There was this one time, in Manila City, where the houses were so stacked and the smell so repugnant. And I was straggling behind the small group because I was so freaked out by the dirty water falling from the clothes hanging in the rafters. And when I eventually caught up with the group they were standing on a landing. Think stairs that do a 180 degree turn, a platform, and then keep going up. Right? So they are standing on the platform, and I’m like, um, shouldn’t we continue on to the home? And the woman smiles and says something in Tagalog to me as she gestures with her arms spread wide.
This was her house.
“But where do you make your food?” She pulled a bunsen burner out of a pile of things and shows it to me. “But where do you sleep?” At this the son finds his mat and rolls it out where we are standing. “How many sleep here every night?” The boy puts up seven fingers. But really? That kind of poverty is a drop in the bucket compared to the video the audience of this movie are subjected to. The streets of Aleppo? This isn’t a city anymore – its as foreign to us as the moon is.
Which brings me back to the movie. Probably the only negative thing I can say about it is that from an educational standpoint it was a bit lacking. I had to go and research quite a bit about why Russia was in Syria in the first place. I had to also do more research on Obama and his reticence to get involved and the why’s of it. I also had to find sources to update the story to where we are today because any time you do a documentary on an ongoing war it will be immediately out of date.
But for what it is (which, if you were unclear, this movie is 100% an international cry for help, and a very very valid one at that) it is extraordinarily effective. This movie is exhibit A of a UN charter against Russia and Al Assad.

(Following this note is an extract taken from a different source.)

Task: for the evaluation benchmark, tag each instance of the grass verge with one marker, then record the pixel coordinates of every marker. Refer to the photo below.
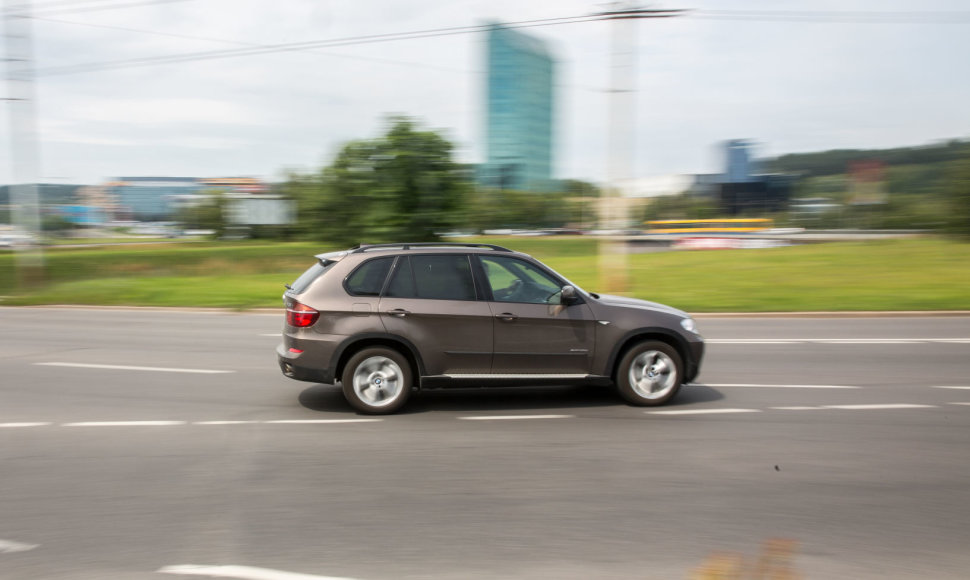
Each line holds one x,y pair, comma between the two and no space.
923,274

This isn’t entertainment, at all. And yet, it really should be required viewing for everyone that has zero clue about world events and the chaos the world is in presently. And yet, a part of me wants to call this a snuff film. There were so many dead or dying people in this film. And actually, this isn’t a documentary, it’s a shockumentary.
And shock it does. Last night, after finishing it around 2 am, I slept fitfully all night long. I had one long running nightmare about trying to get into a concentration camp with my iPhone in order to document the atrocities that were going on, that the world knew nothing about. Yeah, that’s the kind of psychic trauma that you can expect to undergo if you choose to see this film. I don’t know… have you seen this movie? What did you think of it?